The decision coincides with the Department of State issuing its highest travel warning for the nation. The advisory lists health risks alongside crime, civil unrest, terrorism, and kidnapping as primary reasons for the Level 4 alert. Officials stated that anyone found in the Congo during the past three weeks cannot board commercial flights destined for America.

Previously, travelers could return by arriving at one of four designated airports where enhanced screening took place. Those locations include Washington Dulles International Airport in Virginia, Hartsfield-Jackson Atlanta International Airport in Georgia, George Bush Intercontinental Airport in Texas, and John F Kennedy International Airport in New York. While these hubs remain open for passengers from Uganda and South Sudan, the ban specifically targets flights originating from the Congo.

The urgency of this move follows a tragic escalation involving American nationals on the ground. Just three days ago, a second US citizen working as a humanitarian aid worker tested positive for the virus. That individual was flown to Germany for treatment after contracting the rare Bundibugyo strain which carries a mortality rate reaching fifty percent. An earlier American doctor also contracted the disease and has since recovered in German hospitals.
The Centers for Disease Control and Prevention confirmed that departing Americans may receive a Do Not Board order from authorities. They clarified that citizens can return home only after waiting twenty-one days outside the affected zone. A State Department official noted awareness of approximately two dozen US citizens scheduled to fly back who will now require assistance during their mandatory wait period.

Health officials describe this outbreak as the fastest growing in history so far. It has already infected nearly 2,000 people and caused 719 deaths according to data from the Africa Centres for Disease Control. The virus spreads quickly in remote areas where health workers recently went on strike due to unpaid wages.

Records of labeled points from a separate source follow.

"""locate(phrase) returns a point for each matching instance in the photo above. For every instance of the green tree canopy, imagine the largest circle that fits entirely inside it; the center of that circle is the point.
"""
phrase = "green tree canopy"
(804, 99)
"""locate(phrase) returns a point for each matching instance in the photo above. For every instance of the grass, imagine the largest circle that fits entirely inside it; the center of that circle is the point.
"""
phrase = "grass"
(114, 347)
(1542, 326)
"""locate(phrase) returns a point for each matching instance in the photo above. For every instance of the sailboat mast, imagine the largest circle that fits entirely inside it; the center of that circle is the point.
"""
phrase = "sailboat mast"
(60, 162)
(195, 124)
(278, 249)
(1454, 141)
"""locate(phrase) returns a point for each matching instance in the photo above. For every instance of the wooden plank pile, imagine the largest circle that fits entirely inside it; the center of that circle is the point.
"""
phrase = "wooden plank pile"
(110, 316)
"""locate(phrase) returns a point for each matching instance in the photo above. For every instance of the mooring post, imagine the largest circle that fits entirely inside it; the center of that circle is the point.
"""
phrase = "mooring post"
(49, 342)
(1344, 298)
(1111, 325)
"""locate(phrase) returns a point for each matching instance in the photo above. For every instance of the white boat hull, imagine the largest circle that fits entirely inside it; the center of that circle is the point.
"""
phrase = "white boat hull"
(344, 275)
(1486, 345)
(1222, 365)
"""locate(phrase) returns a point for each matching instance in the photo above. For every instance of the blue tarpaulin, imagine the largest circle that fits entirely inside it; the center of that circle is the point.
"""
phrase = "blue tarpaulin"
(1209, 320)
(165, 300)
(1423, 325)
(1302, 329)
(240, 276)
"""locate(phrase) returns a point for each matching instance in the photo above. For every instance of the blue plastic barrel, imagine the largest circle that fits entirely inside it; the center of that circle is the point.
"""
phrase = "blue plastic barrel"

Despite international efforts including a WHO emergency declaration last month, containment remains difficult in Ituri province where the crisis began. There is currently no vaccine or treatment available for this specific strain of Ebola. Authorities hope these new restrictions will prevent further spread while ensuring safe return travel for American citizens stranded abroad.
CDC officials state that the risk remains low for the general American public. They urge travelers to avoid regions where sick individuals are present. Neighboring countries like Uganda and South Sudan have also reported new infections recently. France recorded its first imported Ebola case last month in a doctor returning from humanitarian work. During the 2013 to 2016 outbreak in West Africa, over 28,600 cases were confirmed globally. That crisis resulted in approximately 11,000 deaths according to health records. The Obama administration chose not to issue a travel ban at that time. Instead, they redirected travelers from affected areas to specific airports for screening purposes. Under previous plans, the Trump administration sought to quarantine Americans returning from Kenya. This proposal was blocked after widespread protests and a court ruling in the country. The CDC advises monitoring for symptoms for 21 days after leaving the Democratic Republic of Congo. This marks the 17th outbreak in the DRC since the virus was discovered in 1976. It is only the third instance caused by the Bundibugyo strain specifically. Previous outbreaks using this strain occurred in 2007 and 2012 respectively. Recent outbreaks in 2018 and 2020 each claimed more than 1,000 lives. The largest outbreak historically happened between 2014 and 2016 in West Africa. Transmission occurs through contact with blood or body fluids of infected people. Spread can also happen via contaminated objects or infected animals like bats. Primates are another source of transmission for the deadly virus. Early signs include fever, headache, muscle pain, and weakness. Patients often experience diarrhea, vomiting, abdominal pain, and unexplained bleeding. Bruising is another common symptom observed during infections. The mortality rate for the Bundibugyo virus falls between 25 and 50 percent.